159、棉花是寶(1 / 2)

荷包裡是幾團潔白如雲朵的絮狀物。

天乾帝捏著在手裡, 觸感柔軟富有彈性,便問:“這就是你地裡種出來的棉花?”

蕭弘本還打算隆重介紹一下,沒想到他爹已經知道了, 就點頭道:“是啊,已經去了籽,摸上去是不是特彆舒服?”

“這有何用處?”

“用處可就多了!”蕭弘袖中的折子已經捂不住了, 一把抽出來,塞進他爹的手裡,“來來來,看看這個,一讀您就啥都清楚了。”

天乾帝看了他一眼,隻見這人笑得特彆有深意,催促道:“您趕緊看看,這事兒要是成了,您非得把我當做心肝寶貝不可!”

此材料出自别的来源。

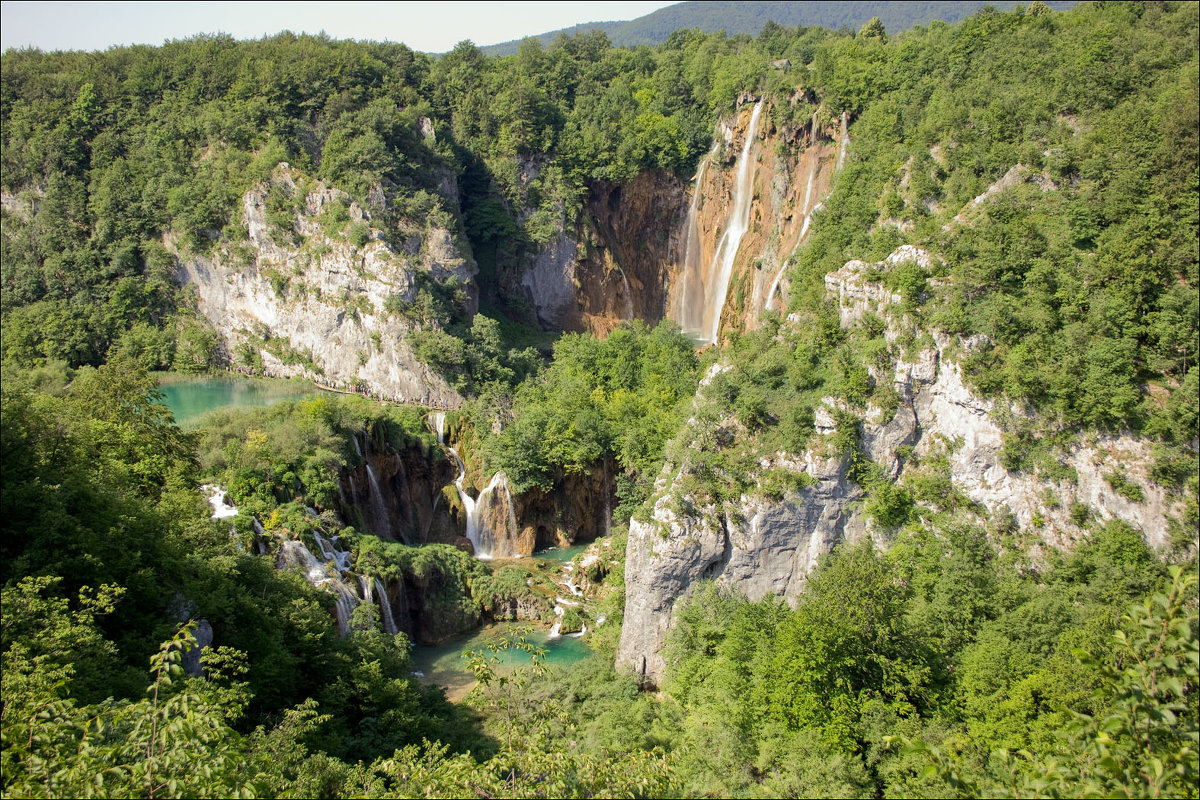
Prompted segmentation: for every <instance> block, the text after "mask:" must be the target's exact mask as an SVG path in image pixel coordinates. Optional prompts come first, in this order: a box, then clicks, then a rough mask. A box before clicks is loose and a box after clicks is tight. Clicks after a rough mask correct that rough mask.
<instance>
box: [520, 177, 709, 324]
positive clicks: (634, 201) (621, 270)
mask: <svg viewBox="0 0 1200 800" xmlns="http://www.w3.org/2000/svg"><path fill="white" fill-rule="evenodd" d="M685 211H686V198H685V196H684V187H683V184H680V182H679V180H678V179H677V178H674V176H673V175H670V174H666V173H643V174H641V175H638V176H637V178H635V179H634V181H632V182H630V184H628V185H625V186H618V185H614V184H607V182H601V184H596V185H594V186H593V187H592V190H590V191H589V193H588V201H587V205H586V207H584V212H583V215H582V219H581V222H580V225H578V230H576V231H575V234H574V235H568V234H565V233H564V234H563V235H560V236H559V237H558V239H556V240H554V241H552V242H551V243H550V245H547V246H546V247H545V248H542V249H541V252H539V253H538V254H536V255H535V258H534V260H533V264H532V265H530V266H529V269H527V270H526V272H524V273H523V275H522V277H521V285H522V287H523V288H524V290H526V291H527V293H528V294H529V297H530V300H532V303H533V306H534V308H535V309H536V314H538V319H539V321H540V323H541V324H542V325H545V326H547V327H551V329H558V330H563V331H592V332H593V333H596V335H600V336H602V335H605V333H607V332H608V331H611V330H612V329H613V327H616V326H617V325H619V324H620V323H622V321H624V320H629V319H641V320H644V321H647V323H650V324H654V323H656V321H658V320H660V319H661V318H662V309H664V290H665V282H666V273H667V270H666V266H667V264H670V263H671V260H672V259H673V258H674V249H676V247H677V242H676V236H677V235H678V231H679V229H680V225H682V221H683V215H684V212H685Z"/></svg>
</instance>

從高大強壯的兒子嘴裡吐出心肝寶貝這四個字, 天乾帝覺得喉嚨有些不適應, 不過他也沒計較,以他對蕭弘的理解, 要不是真懷揣著寶貝,否則不會這麼肉麻激動的。

他翻開折子, 開篇就是蕭弘那特有的狗爬字——棉花淺談。

再往裡麵, 越看天乾帝就越熟悉這行文風格,這大膽的猜測,依托於嚴謹的措辭, 富有邏輯的推斷讓他記起四十大壽之時,蕭弘呈上來的足有五萬字的水稻種植分析報告。

雖然這次的篇目短上許多,不過再瞧這一次獨特的敘述風格還是讓他分外讚賞。

但很快他跳過了前麵的介紹和種植,步入用途之中後,天乾帝再也關注不了其它,而是安靜仔細地著。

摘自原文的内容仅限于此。